Cuore immacolato e addolorato di Mammina


Solo oggi, giorno 5, e già a notte tento con la mia igno­ranza di dettare il doloroso colloquio che ebbi con Gesù e Mammina il 2 dicembre [1° sabato].

... È venuta la Mamma addolorata; nel centro del Suo petto aveva il Cuore santissimo ferito da frecce intramezzate da spine che Glielo circondavano completamente. Da ogni ferita delle spine sgocciolava sangue; sul suo Volto tristissimo scorrevano copiose lacrime. Contemplavo questa sce­na dolorosa. - Figlia mia, sono triste come lo è Gesù; come il Suo, in uguale dolore, soffre il mio Cuore. Consolaci, soccorri le anime.

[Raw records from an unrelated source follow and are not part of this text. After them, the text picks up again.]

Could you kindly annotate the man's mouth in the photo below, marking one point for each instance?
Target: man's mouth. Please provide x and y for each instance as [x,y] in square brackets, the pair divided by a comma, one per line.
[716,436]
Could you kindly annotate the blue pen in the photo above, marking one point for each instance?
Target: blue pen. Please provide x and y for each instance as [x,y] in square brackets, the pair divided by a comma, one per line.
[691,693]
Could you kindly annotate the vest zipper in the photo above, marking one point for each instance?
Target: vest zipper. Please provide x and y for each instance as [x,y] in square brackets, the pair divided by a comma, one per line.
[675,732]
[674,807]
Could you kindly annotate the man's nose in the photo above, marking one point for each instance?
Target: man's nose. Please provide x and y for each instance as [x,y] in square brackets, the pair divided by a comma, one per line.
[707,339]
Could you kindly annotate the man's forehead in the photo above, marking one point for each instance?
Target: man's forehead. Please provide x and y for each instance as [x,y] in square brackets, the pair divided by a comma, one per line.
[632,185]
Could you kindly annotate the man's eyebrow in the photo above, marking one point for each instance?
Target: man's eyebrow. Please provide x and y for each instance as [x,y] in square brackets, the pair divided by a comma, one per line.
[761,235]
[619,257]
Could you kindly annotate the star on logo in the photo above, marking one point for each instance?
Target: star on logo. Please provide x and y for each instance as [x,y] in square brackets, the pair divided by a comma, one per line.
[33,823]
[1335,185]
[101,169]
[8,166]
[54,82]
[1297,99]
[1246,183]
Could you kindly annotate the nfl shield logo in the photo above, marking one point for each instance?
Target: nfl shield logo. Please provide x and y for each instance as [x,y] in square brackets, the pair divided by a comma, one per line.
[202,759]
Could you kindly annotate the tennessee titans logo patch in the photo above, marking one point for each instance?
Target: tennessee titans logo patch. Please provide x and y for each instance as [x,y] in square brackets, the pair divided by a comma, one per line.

Povero mondo, cosa soffrirà mai! - Ho avvicinato le mie labbra al Cuore Immacolato di Mam­mina per riceverne le gocce di sangue mentre con le mani le asciugavo le lacrime. - O Mammina, il mio cuore Ti dica ciò che la ignoranza non mi permette di dirti. - Ella mi accarezzò... (diario, 2-12-1950).

... Oggi, giorno 14 [anziché venerdì 8], riassumerò breve­mente perché ancora non ho le forze. ... Il mio cuore ha sofferto molto in questi giorni perché ho sentito quasi continuamente le gocce di sangue che cade­vano dal Cuore immacolato di Mammina e le lacrime che ca­devano dai suoi Occhi santissimi. Giovedì scorso il mio Orto fu dolorosissimo perché in quel giorno lacrime e sangue cadevano raddoppiati nel mio povero cuore: erano gocce di Sangue dei due Cuori amorosi uniti in un solo Cuore, erano lacrime sparse come da un solo paio di occhi: erano di Gesù ed erano di Mammina. Nella mattina del venerdì dell'Immacolata mi si aprì il cam­mino al Calvario con il ripetersi della scena del sangue e delle lacrime che io sentivo e vedevo disprezzate e calpestate. Mio Dio, che dolore infinito! Il mio corpo ardeva di febbre e stava come disfatto dal dolore. Senza essere in grado di ricevere alcuno, feci l'indicibile sacrificio di ricevere tutti, ripetendo sovente nel mio intimo: « Mammina, è per Tuo amore, per la Tua Immacolata Con­cezione; consola per me Gesù... »... (diario, 8-12-1950).